Identifiers
- Symbol: MT-TL1
- Alt. symbols: MTTL1
- NCBI gene: 4567
- HGNC: 7490
- OMIM: 590050
- RefSeq: NC_001807

Other data
- Locus: Chr. MT

= MT-TL1 =

Transfer RNA in the species Homo sapiens

Mitochondrially encoded tRNA leucine 1 (UUA/G) also known as MT-TL1 is a transfer RNA which in humans is encoded by the mitochondrial MT-TL1 gene.

== Structure ==
The MT-TL1 gene is located on the p arm of the mitochondrial DNA at position 12 and it spans 75 base pairs. The structure of a tRNA molecule is a distinctive folded structure which contains three hairpin loops and resembles a three-leafed clover.

== Function ==
MT-TL1 is a small 75 nucleotide RNA (human mitochondrial map position 3230–3304) that transfers the amino acid leucine to a growing polypeptide chain at the ribosome site of protein synthesis during translation. Also, some studies showed that the MT-TL1 gene pathogenic variants could be attributed to the alterations of mTERF binding efficiency.

==Clinical significance==
===Mitochondrial encephalomyopathy, lactic acidosis, and stroke-like episodes===
Mutations in MT-TL1 can result in multiple mitochondrial deficiencies and associated disorders. It is associated with mitochondrial encephalomyopathy, lactic acidosis, and stroke-like episodes (MELAS). MELAS is a rare mitochondrial disorder known to affect many parts of the body, especially the nervous system and the brain. Symptoms of MELAS include recurrent severe headaches, muscle weakness (myopathy), hearing loss, stroke-like episodes with a loss of consciousness, seizures, and other problems affecting the nervous system. A common mutation is A3243G. This mutation has been theorized to be associated with several other mitochondrial diseases, including diabetes mellitus and deafness. Diabetes mellitus and deafness is characterized by diabetes combined with hearing loss, particularly of high pitches. Additional symptoms include muscle weakness (myopathy) and various problems with a patient's eyes, heart, or kidneys.

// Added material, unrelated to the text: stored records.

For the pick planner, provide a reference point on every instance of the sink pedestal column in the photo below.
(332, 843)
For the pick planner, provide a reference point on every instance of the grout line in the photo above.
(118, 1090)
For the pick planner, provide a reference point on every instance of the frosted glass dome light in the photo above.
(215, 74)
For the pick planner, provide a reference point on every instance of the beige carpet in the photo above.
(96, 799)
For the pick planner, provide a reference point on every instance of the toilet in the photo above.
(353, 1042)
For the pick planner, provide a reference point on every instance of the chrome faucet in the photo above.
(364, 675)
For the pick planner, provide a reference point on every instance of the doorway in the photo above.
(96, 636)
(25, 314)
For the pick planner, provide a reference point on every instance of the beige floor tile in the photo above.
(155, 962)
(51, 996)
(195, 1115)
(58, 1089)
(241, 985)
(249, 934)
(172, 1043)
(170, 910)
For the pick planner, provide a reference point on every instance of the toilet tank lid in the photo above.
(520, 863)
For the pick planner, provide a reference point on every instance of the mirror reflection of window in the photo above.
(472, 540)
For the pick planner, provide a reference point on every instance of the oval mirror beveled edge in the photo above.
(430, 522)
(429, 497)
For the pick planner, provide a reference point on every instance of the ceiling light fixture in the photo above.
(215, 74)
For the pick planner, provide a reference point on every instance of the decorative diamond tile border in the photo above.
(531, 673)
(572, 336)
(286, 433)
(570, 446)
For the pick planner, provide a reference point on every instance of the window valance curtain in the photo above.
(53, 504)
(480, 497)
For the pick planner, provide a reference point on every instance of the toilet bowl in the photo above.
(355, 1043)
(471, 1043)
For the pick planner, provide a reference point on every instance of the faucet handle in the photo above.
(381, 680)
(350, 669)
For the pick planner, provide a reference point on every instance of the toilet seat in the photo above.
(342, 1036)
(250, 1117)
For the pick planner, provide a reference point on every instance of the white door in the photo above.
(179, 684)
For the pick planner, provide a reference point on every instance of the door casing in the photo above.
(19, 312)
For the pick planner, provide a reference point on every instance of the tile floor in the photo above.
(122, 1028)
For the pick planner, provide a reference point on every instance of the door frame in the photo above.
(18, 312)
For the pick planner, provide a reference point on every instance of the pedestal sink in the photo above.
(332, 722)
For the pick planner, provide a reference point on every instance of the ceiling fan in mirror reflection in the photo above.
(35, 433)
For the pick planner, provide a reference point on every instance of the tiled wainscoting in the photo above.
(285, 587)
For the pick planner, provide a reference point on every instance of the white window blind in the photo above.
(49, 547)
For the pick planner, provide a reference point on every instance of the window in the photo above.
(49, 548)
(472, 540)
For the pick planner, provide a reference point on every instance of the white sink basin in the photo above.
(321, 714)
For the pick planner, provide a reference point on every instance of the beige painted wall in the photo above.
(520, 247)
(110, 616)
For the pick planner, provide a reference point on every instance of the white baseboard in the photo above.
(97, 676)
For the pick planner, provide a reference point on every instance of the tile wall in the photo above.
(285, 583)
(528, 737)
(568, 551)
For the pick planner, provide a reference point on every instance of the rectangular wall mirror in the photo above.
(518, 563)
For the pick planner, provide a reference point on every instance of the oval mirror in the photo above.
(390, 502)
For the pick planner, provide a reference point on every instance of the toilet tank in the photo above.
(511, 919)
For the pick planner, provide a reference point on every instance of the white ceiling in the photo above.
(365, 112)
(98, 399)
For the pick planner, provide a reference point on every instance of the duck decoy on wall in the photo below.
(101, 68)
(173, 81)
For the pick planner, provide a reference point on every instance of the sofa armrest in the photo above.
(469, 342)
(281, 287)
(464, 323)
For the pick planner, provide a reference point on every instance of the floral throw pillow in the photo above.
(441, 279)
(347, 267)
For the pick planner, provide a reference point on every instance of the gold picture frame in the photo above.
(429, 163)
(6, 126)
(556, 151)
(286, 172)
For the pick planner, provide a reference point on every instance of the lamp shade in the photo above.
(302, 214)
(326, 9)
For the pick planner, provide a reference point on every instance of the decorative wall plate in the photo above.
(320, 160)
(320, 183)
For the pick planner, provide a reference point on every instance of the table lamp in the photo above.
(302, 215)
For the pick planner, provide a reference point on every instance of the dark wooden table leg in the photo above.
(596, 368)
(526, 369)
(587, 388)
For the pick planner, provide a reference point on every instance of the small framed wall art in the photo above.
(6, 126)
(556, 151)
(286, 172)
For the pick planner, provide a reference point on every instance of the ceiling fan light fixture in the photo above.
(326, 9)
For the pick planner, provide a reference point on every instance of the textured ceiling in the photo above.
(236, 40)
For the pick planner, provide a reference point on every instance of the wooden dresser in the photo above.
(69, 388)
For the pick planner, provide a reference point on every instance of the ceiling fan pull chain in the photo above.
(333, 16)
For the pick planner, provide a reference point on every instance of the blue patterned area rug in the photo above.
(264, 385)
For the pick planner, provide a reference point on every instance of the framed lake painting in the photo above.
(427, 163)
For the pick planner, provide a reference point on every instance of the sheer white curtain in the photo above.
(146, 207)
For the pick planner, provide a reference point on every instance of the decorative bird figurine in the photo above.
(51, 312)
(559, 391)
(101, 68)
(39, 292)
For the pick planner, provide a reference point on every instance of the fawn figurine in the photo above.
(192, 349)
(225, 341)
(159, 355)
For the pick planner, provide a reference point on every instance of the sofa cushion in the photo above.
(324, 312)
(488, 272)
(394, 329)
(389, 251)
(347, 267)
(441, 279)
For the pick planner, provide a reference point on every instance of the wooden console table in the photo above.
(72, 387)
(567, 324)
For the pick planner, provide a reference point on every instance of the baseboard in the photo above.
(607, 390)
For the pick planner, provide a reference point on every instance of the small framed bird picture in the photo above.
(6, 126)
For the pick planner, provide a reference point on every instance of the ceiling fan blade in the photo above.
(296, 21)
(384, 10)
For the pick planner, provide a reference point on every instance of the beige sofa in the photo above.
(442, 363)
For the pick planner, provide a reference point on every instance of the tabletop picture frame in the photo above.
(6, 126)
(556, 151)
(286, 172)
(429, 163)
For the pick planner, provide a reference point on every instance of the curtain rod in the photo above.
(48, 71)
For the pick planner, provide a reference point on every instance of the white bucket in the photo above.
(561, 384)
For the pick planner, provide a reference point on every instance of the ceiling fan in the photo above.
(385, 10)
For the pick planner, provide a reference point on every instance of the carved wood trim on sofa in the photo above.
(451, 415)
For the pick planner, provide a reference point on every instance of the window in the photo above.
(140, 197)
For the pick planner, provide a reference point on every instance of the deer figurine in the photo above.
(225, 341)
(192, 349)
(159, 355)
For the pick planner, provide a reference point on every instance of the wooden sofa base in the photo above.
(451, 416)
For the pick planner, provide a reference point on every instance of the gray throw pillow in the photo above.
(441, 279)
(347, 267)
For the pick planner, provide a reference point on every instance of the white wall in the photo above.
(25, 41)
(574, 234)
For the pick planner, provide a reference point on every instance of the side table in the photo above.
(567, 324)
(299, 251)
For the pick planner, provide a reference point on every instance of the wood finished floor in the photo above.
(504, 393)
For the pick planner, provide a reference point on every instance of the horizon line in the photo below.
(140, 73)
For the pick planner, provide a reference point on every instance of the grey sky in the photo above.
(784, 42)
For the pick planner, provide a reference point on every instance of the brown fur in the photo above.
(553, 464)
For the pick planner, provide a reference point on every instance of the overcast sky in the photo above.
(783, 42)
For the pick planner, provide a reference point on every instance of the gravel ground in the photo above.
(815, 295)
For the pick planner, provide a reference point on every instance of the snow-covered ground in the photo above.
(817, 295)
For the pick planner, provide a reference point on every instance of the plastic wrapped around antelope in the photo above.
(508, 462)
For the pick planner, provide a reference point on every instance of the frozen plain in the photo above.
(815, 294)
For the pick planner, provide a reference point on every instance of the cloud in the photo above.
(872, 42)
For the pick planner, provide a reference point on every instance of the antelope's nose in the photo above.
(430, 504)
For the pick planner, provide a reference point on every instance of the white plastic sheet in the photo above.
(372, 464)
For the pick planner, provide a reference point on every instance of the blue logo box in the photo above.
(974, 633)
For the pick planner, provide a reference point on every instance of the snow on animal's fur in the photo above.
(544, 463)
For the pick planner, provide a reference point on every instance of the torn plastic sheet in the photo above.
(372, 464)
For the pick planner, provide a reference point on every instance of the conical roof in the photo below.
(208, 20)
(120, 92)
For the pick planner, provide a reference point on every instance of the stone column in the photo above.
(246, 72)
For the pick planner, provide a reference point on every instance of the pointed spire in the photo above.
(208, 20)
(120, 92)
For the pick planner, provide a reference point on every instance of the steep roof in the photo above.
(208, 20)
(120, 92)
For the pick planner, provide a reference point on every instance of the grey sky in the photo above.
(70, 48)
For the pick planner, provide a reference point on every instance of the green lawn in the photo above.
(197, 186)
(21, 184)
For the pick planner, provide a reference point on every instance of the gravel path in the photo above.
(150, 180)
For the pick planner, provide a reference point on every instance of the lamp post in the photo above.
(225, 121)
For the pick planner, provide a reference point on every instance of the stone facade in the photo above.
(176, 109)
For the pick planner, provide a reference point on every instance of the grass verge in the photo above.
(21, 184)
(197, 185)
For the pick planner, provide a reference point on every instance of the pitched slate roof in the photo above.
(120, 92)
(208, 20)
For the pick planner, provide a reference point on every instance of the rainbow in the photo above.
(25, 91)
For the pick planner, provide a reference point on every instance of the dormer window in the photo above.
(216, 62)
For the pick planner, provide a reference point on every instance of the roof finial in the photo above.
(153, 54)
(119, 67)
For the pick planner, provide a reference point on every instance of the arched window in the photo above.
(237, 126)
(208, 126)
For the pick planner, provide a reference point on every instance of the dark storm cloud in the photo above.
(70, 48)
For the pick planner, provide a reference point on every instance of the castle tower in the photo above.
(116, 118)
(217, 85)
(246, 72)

Other rare point variants on MT-TL1 gene were also described: m.3271 T > C, m.3291 T > C, m.3303 C > T, m.3256 C > T, and m.3260 A>G.

===Complex I deficiency===
MT-TP mutations may result in complex I deficiency of the mitochondrial respiratory chain, which may cause a wide variety of signs and symptoms affecting many organs and systems of the body, particularly the nervous system, the heart, and the muscles used for movement (skeletal muscles). These signs and symptoms can appear at any time from birth to adulthood. Phenotypes of the condition include encephalopathy, epilepsy, dystonia, hypotonia, myalgia, exercise intolerance, and more. A 3302A>G mutation has been found in a patient with the deficiency.

===Endocrine dysfunction===
Certain mitocondrial symptoms are commonly reported along with endocrine dysfunction. Those with MT-TL1 mutation symptoms, such as MIDD and MELAS, may develop hormone deficiencies or have hindered endocrine development.